What you need to know for brain and gut health
Until recently, we didn’t know how much our gut and brain interacted. Some people thought that our brains controlled everything we did, consciously and subconsciously. They were wrong!
Some of us have a sense that there is a connection because we often feel emotions in our gut. For example, when we’re scared we can get a “knot” in our stomach. Or, feeling sad or anxious can affect our appetite and the number of bathroom trips we need to make. Plus, there are many digestive issues that often come with mood issues.

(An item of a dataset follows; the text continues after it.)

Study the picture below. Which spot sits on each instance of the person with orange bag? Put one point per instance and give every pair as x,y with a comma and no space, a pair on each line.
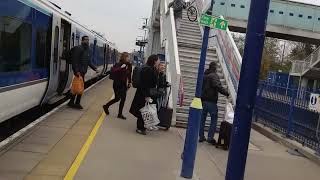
81,59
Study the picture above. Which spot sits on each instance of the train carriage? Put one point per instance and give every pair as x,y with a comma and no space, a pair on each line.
35,37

Research confirms a gut-brain connection, or “axis.” This microbiome-gut-brain axis is stronger than we had imagined. New technology has allowed us to study the gut microbes in ways that were not possible just a few years ago. We now know that gut microbes, the gut itself, the brain, and mental health are all interconnected and influence each other.
The gut and microbiome
We know that our digestive system, or “gut,” plays an essential role in all aspects of health, including brain health and mental health. This is because it digests and absorbs nutrients from our food, and gets rid of waste. Without enough nutrition and all of our essential nutrients, we get deficiency diseases (these are not nearly as common now as they were just a few hundred years ago). When our gut does its job absorbing what we need, and keeping out what we don’t (or even harmful), it helps to nourish every single cell in our bodies.

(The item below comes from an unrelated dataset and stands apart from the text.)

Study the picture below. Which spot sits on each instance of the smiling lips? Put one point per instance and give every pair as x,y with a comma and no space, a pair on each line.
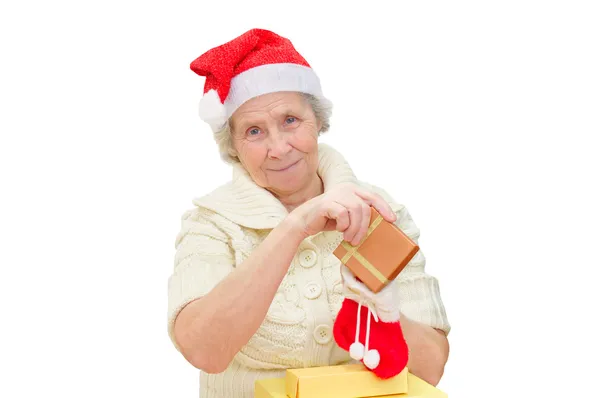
285,168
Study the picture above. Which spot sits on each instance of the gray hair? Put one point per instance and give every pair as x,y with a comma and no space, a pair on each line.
321,107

Our gut also houses friendly microbes. The gut microbiota (a collection of microbes) are mostly bacteria, but there are also yeasts and viruses too. In fact, there are as many microbes that live in our gut as there are (non-red blood cell) human cells in our entire body. The gut microbiota is sometimes called a “superorganism” and considered friendly because they perform functions that enhance our health, including:
- Help break down nutrients we can’t use, such as fiber, and turn them into nutrients we can use, like short-chain fatty acids;
- Crowd out bad microbes we ingest that can cause disease, and this reduces the risk of serious gut infections;
- Make certain essential vitamins, like vitamins B12 and K, that are needed for good health; and,
- Have a profound effect on other parts of our bodies – like our brain and mental health.
The microbiome is the collection of the genes contained within the microbiota. And technology developed in the early 2000s has allowed testing of hundreds of millions of gut microbiomes; previously we were only able to test just a few dozen. We now know that one person can have 1,000 strains with a total of over 1,000 trillion individual microbes in their gut.
So, how do the gut and microbiome connect with the brain and mental health?
The microbiome-gut-brain axis: The observations
Our gut’s main job is to digest and absorb nutrients from our food and get rid of waste. There are a lot of nutrient deficiency disorders which have mental health connections. For example, insufficient amounts of omega-3 fatty acids and certain B-vitamins are linked with brain and mental health issues. Many digestive issues seem to be associated with some mental health issues. Higher-than-normal percentage of people with certain bowel diseases develop mental health symptoms of depression and anxiety. Another observation is through those friendly gut microbes. Lots of people report psychological side effects after taking antibiotics. Antibiotics are often necessary to treat harmful bacteria. But, they don’t only wipe out those bad bacteria, they also wipe our friendly gut microbes too.
And what about the effect of stress on our gut? Stress can affect our appetite and even change the gut microbiome. Research shows that altered gut microbes are associated with mental health symptoms. Also, studies are starting to show that probiotic supplements may help with stress and some mental health symptoms.
The microbiome-gut-brain axis is a complex one. It involves connections between nerves, biochemicals, and the immune system itself.
The microbiome-gut-brain axis: The nerve connections
In terms of nerves themselves, there are a few ways the microbiome and gut connect with the brain. First, your gut has a lot of nerves and is sometimes called the “second brain.” All these 200-600 million nerve cells together form their own nervous system called the “enteric nervous system.” These nerve cells control the intricate functions necessary for your digestive system to do its job – from the release of digestive enzymes to the movement of food through it to the blood flow around it that picks up the absorbed nutrients. The gut uses its own brain to function optimally.
The second nerve connection between your gut and your brain is through the vagus nerve. This nerve physically connects our gut with our brain. The vagus nerve is part of the nervous system that controls the body subconsciously, called the “autonomic” nervous system (it works “automatically”). This system is divided into two parts: sympathetic and parasympathetic. The sympathetic part controls our “fight or flight” reactions. The parasympathetic part, containing the vagus nerve, controls our “rest and digest” functions. Which makes sense, considering it links the digestive system to the brain. The vagus nerve has recently been shown to send about 80% of the information from your gut up to your brain – and not from your brain down to your gut, as previously thought. The information traveling to the brain through the vagus nerve is from the gut as well as its microbiota.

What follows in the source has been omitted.